A measure of the various aspects of use would tell the design team and management the likelihood of the product being successful.
As an example of the traditional approach, consider two teams who have been given a task of designing a new digital service or app. The two teams generally follow good UX practice and, prior to launch, perform a large user test, producing informative usage data and measures against success criteria.
Team ‘A’ test their app and find that 25% of users really like the app and would make it their preferred choice, but 75% of users hate the design, rate it as the second worst app they have seen, and would never want to use it again.
Team ‘B’ test their design and the results indicate that 90% of user rate the product as very good, rating it as one of the best apps that they have experienced.
Actually forget that, for the sake of illustration, let’s get extreme… Team ‘B’ find that 98% of users rate the app as excellent, in fact they say it is the second best app, of any type, they have ever seen.
Traditionally these results show that the Team ‘B’ designers are UX gods and management would be very pleased that they had the foresight to manage a good design team. The product will be hailed as an overriding success. There would be much ‘back slapping’ and opening of champagne. Conversely Team A would be skulking in the corner checking out the job market. This has changed.
Due to the evolving nature of digital products, the speed of development has drastically accelerated and we must now introduce some context into the process; specifically, the context of business strategy and competitive environment.
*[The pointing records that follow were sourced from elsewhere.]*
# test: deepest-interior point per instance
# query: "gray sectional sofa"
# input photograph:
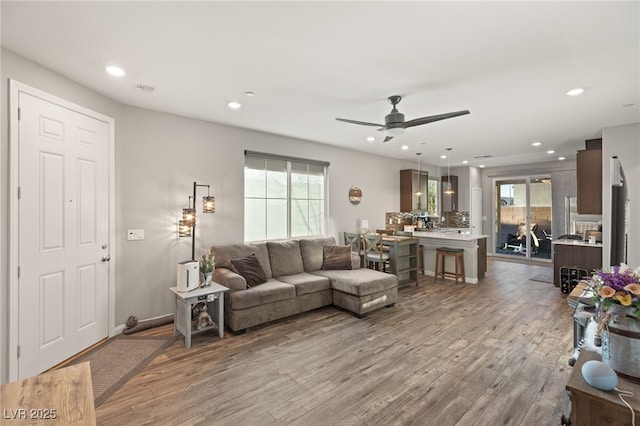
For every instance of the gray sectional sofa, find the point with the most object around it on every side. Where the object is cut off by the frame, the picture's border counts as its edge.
(295, 281)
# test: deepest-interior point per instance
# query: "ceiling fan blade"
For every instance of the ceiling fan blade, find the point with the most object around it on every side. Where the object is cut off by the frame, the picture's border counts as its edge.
(432, 118)
(362, 123)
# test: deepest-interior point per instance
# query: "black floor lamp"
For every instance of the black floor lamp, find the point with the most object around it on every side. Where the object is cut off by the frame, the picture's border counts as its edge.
(187, 226)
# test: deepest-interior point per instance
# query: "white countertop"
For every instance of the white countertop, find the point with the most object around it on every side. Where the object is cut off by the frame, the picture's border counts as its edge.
(448, 235)
(569, 242)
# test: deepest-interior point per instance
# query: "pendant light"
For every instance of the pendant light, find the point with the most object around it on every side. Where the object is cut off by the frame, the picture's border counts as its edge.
(418, 190)
(449, 190)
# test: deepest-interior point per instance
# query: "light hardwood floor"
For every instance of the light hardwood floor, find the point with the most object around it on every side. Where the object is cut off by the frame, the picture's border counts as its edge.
(473, 354)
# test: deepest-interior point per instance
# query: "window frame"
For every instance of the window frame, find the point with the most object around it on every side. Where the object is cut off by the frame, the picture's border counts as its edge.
(290, 201)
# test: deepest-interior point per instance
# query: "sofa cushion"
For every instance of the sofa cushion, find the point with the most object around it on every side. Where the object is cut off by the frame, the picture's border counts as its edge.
(250, 269)
(269, 292)
(224, 253)
(336, 257)
(285, 257)
(360, 282)
(229, 279)
(306, 283)
(311, 251)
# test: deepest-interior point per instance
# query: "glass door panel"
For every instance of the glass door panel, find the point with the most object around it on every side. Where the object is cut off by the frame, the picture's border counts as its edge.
(540, 216)
(511, 216)
(523, 217)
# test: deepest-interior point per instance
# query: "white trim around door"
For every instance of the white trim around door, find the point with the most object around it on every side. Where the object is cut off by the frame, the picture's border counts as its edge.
(15, 89)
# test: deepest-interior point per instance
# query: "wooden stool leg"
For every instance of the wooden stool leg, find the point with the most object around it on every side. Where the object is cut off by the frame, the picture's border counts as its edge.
(455, 261)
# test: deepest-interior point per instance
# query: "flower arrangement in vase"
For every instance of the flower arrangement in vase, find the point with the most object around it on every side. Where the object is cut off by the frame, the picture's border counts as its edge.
(207, 265)
(617, 289)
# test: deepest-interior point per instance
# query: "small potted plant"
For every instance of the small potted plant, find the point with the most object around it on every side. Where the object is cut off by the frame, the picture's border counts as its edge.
(207, 266)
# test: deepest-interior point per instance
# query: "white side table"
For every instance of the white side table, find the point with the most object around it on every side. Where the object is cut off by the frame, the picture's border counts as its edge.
(183, 306)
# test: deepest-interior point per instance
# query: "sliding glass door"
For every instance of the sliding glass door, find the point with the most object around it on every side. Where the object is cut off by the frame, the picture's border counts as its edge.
(523, 217)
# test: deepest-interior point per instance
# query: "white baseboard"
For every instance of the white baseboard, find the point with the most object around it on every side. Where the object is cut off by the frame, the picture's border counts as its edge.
(120, 328)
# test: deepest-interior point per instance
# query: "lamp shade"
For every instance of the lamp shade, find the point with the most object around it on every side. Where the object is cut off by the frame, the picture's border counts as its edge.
(184, 229)
(189, 216)
(208, 204)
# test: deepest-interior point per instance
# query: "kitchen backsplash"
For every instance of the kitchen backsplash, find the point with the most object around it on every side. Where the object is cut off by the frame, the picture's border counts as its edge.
(456, 219)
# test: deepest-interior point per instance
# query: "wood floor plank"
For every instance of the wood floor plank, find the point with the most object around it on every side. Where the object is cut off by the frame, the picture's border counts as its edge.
(491, 353)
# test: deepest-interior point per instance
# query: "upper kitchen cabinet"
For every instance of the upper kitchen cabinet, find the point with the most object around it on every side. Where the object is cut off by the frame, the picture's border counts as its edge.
(589, 169)
(413, 190)
(449, 201)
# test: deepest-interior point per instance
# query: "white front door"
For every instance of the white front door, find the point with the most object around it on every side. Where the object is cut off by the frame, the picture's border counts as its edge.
(63, 235)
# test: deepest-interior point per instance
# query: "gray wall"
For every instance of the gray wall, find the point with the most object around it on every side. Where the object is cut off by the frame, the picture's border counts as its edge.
(157, 158)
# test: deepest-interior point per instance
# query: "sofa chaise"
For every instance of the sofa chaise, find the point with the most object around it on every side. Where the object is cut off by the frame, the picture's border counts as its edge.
(276, 279)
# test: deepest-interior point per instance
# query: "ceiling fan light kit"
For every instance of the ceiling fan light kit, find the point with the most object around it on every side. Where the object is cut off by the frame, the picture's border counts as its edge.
(394, 121)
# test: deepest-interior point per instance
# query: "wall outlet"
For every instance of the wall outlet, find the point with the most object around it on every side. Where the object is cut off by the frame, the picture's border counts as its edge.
(135, 234)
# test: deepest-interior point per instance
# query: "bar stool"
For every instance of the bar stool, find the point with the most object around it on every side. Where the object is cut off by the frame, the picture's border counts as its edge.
(458, 254)
(420, 249)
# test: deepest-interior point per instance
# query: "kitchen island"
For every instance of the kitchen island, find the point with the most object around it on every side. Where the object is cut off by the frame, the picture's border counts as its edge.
(474, 246)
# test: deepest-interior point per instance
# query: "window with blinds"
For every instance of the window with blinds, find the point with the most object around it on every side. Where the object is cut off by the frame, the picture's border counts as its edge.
(284, 197)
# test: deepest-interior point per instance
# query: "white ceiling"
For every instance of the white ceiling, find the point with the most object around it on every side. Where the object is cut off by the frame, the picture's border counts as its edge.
(509, 63)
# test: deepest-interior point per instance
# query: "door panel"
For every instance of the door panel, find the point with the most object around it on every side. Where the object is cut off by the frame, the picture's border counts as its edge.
(51, 202)
(63, 226)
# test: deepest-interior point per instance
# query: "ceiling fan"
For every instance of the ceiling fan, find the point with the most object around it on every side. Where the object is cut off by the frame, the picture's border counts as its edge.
(394, 123)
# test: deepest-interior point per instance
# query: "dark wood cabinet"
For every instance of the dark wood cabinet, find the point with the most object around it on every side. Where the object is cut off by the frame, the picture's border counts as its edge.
(582, 256)
(591, 406)
(449, 202)
(410, 181)
(589, 169)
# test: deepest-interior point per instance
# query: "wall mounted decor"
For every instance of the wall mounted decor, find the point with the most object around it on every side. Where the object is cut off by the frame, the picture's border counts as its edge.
(355, 195)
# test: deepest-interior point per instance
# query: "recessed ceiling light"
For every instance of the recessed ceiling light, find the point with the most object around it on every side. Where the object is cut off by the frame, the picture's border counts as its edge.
(575, 92)
(114, 71)
(144, 88)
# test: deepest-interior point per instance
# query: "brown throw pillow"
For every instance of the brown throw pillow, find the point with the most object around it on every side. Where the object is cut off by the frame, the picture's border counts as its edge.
(336, 257)
(249, 267)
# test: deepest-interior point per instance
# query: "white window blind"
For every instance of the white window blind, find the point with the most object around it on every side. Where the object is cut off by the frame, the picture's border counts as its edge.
(284, 197)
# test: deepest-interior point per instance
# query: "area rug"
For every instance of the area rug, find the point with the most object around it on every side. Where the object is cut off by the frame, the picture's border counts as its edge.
(545, 277)
(119, 359)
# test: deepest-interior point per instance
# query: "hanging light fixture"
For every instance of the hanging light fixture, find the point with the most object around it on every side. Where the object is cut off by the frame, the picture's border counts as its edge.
(419, 191)
(449, 189)
(187, 226)
(208, 202)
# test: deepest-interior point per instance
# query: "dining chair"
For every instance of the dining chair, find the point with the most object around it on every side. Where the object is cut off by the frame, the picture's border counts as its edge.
(355, 241)
(375, 256)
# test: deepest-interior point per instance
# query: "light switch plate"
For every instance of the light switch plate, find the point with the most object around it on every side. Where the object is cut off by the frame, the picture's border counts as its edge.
(135, 234)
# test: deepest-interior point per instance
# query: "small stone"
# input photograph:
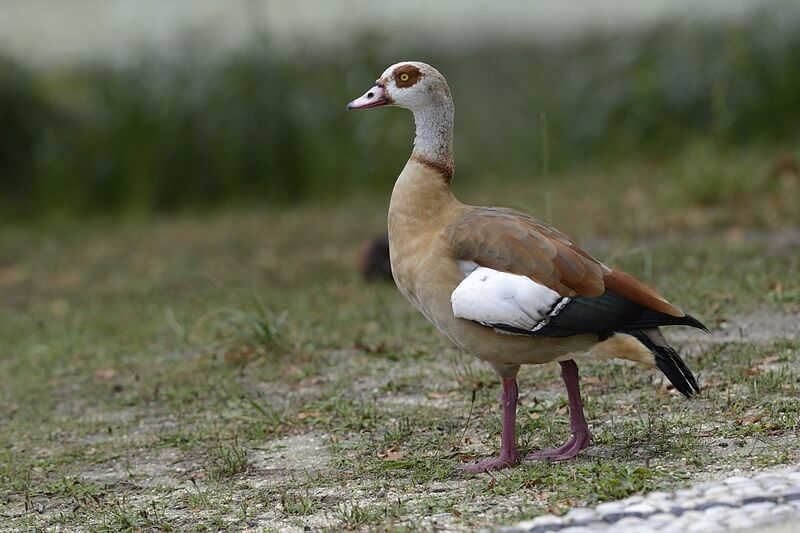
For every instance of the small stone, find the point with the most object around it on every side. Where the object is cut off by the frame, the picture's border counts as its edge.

Keeping the same example above, consider the outcome when I add the context that the app is a taxi ordering service, and that, on investigation, the ‘best app’ voiced by those in the Team ‘B’ is also a taxi ordering app. We are now in the situation where the results of the test are the same, but the reality is that Team ‘B’ has an excellently rated app, at the top of the game, but that it will likely result in no sales at all (as the app was the ‘second best app’, but the best app also happens to be a taxi booking app – which users will continue to use). Conversely Team A have the likelihood of initially capturing 25% of the market. This is huge, and, depending on the business strategy, likely to be a very successful outcome. The ‘back slapping’ and champagne now swaps to the other team.
I realize that these examples are extreme, and that the actual user testing within product design has not changed, but the reporting context has. It is now essential that UX, and user testing, is involved from the very start of any product design.
For Managers looking to involve UX in the process they must consider the early insertion of user centred design, and must not think that UX practitioners are overstepping their remit by asking about strategy and competition; but rather that they should be concerned if they are not.
UX practitioners must ensure that they are aware of the business strategy and competitive analysis, and make sure that these aspects of the design are properly investigated as part of any user testing.